2019 non-fiction book

Operation X: The Untold Story of India's Covert Naval War in East Pakistan is a book co-authored by Captain M.N.R. Samant and Sandeep Unnithan. It is the first known documentation of Indian Navy's Directorate of Naval Intelligence's Operation X, which was undertaken in 1971 during the Bangladesh Liberation War.

== Authors ==
The book is co-authored by Sandeep Unnithan and M.N.R. Samant.

=== Sandeep Unnithan ===
Sandeep Unnithan is a writer and journalist who is an Executive Editor at India Today.

=== M.N.R. Samant ===
Indian Navy Captain Mohan Narayan Rao Samant (1930-2019) was the Staff Officer, G1 of the Naval Commando Operations-X unit.
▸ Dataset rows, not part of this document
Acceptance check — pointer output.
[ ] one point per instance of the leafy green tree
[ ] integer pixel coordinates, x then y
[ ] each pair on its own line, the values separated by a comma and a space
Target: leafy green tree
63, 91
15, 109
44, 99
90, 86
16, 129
He was decorated with India's second highest gallantry award, the Maha Vir Chakra. He died on 20 March 2019.

== Launch ==
The book was launched in August 2019 in the presence of both former and incumbent Indian Navy Chiefs, including Admiral Sunil Lanba and Admiral Arun Prakash. Former Indian envoy to Pakistan Gopalaswami Parthasarathy and Commodore A. W. Chowdhury, who led a mutiny against Pakistan, were also present.

== Description ==
The book represents the first known documentation of Operation-X, which occurred during the 1971 Bangladesh Liberation War. Operation-X was a three-stage naval special operation of the Indian Navy which entailed blocking supplies to damage the war waging potential of Pakistan in the erstwhile East Pakistan. Captain Mihir K. Roy and Commander M.N.R Samant led the operation.

== Reception ==
The Hindu describes the book to be "catchy and well-laid-out" and considers it to be a valuable documentation of a "world-class" covert operation. The Tribune describes it as a brilliantly detailed thriller-like book. The Financial Express describes the book as a rare account utilising classified information. The Free Press Journal considers the style of the book to be a “combination of the meticulous detailing by Samant and storytelling of Unnithan”.